MARION KAPLAN’S first edition of The Portuguese: The Land and its People was acclaimed by Portuguese readers, visitors to the country and those eager to discover the rich history and dynamic present of a superficially familiar, but still little known nation of Europe. When it went out of print a few years ago, it left a gap that has, at last, been filled by this revised edition. With a fully updated travel advisory section, this lively portrait of Portugal is once more available.
Portugal is exhilaratingly on the move, and this guide celebrates the country’s colourful history and its continuing popularity as a travel destination. An overview starts with the earliest times of the Romans and Moors, and continues through the turbulent history of the great kings and queens, to the era of maritime exploration and empire building. It finally reaches the revolutionary struggles that culminated in the bloodless revolution of 1974 and the modern, postcolonial state.
Portuguese life today, from soccer to politics, is also covered. For travellers, there is an invaluable section of practical information, including detailed maps and a comprehensive bibliography.
Marion Kaplan was born in London and lived for several years in an old stone house in the Algarve. Her empathy for Portugal combines with her journalistic skills to create a fascinating close-up of a great nation transforming itself into a modern European state. Her insights into the intricacies of family life and customs, the institutions of church and state, the social mix of rural communities and vibrant cities, make this an unrivalled introduction to Portugal and its people.
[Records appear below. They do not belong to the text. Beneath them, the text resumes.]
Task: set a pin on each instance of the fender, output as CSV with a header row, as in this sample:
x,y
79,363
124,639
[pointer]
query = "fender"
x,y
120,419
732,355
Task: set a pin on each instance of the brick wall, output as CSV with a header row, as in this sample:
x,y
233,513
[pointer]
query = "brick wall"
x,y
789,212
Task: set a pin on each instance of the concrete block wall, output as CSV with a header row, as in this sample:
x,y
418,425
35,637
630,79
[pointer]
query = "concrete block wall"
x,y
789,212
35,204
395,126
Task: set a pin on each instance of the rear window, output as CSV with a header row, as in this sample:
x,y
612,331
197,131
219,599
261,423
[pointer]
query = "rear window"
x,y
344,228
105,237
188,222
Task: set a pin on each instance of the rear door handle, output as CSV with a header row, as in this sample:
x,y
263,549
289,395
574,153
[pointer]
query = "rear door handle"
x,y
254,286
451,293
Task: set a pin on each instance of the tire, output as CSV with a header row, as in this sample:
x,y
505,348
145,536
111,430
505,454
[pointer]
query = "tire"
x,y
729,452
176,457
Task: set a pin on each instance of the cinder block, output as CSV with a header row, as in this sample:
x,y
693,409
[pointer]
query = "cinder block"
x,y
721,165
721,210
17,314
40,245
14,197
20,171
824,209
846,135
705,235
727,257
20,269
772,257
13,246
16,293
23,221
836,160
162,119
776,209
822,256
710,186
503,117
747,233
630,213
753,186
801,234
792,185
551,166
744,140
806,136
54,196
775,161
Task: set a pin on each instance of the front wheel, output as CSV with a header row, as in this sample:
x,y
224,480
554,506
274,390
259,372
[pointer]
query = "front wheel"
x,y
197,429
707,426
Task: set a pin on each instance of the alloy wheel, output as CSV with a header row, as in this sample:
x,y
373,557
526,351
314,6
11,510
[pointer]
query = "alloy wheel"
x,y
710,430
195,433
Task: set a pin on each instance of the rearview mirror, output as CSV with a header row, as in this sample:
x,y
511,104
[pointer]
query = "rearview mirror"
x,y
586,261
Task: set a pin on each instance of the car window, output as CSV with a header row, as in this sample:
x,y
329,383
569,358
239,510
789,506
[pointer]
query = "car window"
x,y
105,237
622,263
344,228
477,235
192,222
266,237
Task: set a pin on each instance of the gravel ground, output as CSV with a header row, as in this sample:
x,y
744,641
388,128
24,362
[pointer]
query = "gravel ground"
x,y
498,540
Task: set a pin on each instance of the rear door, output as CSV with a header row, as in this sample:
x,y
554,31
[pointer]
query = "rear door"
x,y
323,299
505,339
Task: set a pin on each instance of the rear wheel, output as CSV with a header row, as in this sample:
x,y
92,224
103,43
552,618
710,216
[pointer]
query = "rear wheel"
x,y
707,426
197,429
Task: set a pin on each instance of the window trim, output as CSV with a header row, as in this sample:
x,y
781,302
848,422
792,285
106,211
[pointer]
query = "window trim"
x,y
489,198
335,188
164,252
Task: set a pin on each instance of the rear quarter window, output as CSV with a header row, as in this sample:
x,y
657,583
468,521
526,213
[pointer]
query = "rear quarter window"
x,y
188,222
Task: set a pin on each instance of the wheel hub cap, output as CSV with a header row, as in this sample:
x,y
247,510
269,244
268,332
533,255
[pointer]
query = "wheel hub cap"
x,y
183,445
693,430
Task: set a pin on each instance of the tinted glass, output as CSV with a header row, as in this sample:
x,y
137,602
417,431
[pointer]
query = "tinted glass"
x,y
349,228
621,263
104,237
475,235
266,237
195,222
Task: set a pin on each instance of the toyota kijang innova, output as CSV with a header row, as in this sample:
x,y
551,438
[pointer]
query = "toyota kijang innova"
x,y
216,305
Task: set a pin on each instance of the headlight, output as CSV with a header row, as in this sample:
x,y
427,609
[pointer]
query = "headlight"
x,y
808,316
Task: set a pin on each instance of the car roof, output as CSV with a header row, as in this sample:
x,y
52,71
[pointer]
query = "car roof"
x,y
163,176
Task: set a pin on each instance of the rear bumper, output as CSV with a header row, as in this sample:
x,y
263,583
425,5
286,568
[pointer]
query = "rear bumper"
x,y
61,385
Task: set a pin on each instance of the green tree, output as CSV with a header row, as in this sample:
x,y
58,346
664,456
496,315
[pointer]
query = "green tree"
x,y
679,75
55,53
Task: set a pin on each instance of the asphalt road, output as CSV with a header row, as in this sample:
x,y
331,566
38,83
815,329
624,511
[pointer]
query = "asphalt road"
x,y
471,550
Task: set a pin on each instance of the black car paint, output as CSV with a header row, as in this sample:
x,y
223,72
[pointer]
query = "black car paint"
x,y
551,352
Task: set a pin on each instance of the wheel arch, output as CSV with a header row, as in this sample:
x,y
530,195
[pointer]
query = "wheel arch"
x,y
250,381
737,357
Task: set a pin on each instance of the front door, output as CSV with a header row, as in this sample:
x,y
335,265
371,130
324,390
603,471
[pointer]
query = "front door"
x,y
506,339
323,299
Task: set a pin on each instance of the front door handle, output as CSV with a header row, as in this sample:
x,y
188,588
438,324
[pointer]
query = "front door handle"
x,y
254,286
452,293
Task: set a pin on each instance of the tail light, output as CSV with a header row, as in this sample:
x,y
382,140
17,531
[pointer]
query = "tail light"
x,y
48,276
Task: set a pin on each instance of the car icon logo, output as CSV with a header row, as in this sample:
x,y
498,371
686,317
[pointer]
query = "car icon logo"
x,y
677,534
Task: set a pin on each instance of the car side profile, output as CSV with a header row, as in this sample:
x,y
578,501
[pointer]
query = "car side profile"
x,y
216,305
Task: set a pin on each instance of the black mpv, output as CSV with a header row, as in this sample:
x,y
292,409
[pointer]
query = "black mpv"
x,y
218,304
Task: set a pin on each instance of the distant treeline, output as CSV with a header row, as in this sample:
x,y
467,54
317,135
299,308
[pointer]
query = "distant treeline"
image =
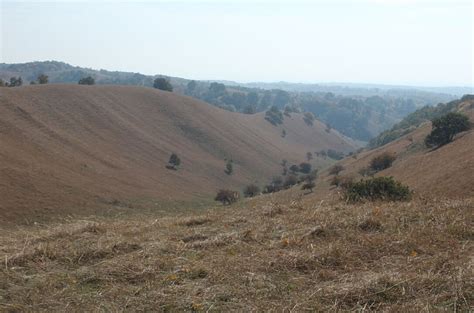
x,y
359,117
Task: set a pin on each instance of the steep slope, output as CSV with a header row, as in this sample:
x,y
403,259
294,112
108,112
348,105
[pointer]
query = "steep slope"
x,y
68,147
444,172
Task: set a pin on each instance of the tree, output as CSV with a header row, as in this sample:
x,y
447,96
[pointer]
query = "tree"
x,y
89,80
308,186
445,128
191,86
305,168
217,89
226,196
229,167
294,169
308,118
15,82
42,79
382,161
173,162
162,84
336,169
251,190
290,180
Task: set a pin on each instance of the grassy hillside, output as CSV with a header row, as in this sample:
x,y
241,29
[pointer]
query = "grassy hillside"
x,y
444,172
360,113
70,148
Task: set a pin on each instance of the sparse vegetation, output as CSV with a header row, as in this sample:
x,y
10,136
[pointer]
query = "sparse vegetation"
x,y
162,84
43,79
379,188
382,161
446,127
89,80
305,168
229,167
251,190
336,169
174,162
308,118
274,116
226,196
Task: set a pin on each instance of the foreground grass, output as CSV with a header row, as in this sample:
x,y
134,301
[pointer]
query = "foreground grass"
x,y
268,255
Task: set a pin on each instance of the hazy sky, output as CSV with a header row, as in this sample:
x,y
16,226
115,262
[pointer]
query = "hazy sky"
x,y
413,42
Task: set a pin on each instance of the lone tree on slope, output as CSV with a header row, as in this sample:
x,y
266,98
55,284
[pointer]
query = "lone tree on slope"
x,y
162,84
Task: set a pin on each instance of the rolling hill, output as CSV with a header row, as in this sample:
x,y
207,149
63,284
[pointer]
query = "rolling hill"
x,y
71,148
446,172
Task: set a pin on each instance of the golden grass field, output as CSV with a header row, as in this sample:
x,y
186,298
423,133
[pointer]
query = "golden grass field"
x,y
287,252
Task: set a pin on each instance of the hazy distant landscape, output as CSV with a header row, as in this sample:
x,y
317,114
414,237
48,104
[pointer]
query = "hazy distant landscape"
x,y
236,156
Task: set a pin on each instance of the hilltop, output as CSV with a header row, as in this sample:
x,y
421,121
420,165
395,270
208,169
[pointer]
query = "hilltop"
x,y
359,113
446,172
71,148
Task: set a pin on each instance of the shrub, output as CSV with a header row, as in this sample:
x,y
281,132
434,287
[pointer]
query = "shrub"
x,y
308,118
445,128
89,80
342,181
173,162
308,186
379,188
42,79
290,180
305,168
336,169
274,116
162,84
229,167
275,185
366,171
333,154
382,161
227,197
251,191
294,168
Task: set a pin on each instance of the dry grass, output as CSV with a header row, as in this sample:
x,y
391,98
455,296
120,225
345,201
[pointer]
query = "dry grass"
x,y
279,255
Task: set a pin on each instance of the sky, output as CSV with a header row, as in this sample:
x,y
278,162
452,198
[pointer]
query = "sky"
x,y
404,42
Everyone should have a copy – it is excellent! In paperback at 20 euros.
Also new out in paperback are the latest novels from two well-known American authors.
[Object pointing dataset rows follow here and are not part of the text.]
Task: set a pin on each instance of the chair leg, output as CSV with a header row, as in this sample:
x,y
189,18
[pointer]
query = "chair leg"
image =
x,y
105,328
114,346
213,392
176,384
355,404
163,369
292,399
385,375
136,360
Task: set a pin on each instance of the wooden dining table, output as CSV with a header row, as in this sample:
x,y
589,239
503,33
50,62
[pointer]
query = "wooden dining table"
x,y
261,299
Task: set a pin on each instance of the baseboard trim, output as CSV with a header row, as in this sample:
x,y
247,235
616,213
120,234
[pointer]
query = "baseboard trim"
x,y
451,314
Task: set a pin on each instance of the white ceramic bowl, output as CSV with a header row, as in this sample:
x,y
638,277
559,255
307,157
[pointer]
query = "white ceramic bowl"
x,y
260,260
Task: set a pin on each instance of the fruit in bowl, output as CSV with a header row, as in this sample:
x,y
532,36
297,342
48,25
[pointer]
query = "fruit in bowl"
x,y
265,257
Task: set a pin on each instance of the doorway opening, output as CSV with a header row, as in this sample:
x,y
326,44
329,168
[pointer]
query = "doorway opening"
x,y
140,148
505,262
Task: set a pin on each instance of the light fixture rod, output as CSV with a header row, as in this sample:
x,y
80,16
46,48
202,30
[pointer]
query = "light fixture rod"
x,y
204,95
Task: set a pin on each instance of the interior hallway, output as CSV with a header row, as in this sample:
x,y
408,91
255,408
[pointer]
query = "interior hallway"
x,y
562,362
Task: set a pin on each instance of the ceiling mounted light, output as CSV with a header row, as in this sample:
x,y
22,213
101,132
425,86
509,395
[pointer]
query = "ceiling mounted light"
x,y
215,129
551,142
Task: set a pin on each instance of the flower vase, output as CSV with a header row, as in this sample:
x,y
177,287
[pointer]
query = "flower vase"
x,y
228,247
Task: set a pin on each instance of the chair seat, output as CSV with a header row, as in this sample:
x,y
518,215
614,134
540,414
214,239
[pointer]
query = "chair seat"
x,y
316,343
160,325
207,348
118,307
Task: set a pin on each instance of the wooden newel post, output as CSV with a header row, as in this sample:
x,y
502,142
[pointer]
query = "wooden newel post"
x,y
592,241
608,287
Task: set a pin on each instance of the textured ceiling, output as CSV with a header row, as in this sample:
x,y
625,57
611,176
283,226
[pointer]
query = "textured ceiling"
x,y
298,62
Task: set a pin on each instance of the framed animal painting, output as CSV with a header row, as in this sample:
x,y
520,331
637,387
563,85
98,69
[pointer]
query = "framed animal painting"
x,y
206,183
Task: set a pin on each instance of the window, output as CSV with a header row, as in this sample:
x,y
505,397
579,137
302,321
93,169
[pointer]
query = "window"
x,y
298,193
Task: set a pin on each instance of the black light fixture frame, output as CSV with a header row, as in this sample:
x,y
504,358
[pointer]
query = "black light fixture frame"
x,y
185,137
Bret Easton Ellis, in Lunar Park, has written an intriguing combination of fiction and reality, where his novel starts by offering the opening lines to his past books, contrasting them with his proposed first sentence for this novel. He then offers a quick recap of everything that has happened to him from the moment he started writing his earlier book, Less Than Zero. However, almost nothing he writes can be taken seriously, no matter how hard he tries to convince us he is telling the truth.
Lunar Park is filled with sly jokes and references that reveal the careful construction of this supposedly true tale. In the past, Ellis has seemed proud of his avoidance of a plot, or rather his clever questioning of what is required from a novel. He has, indeed, created a style entirely his own.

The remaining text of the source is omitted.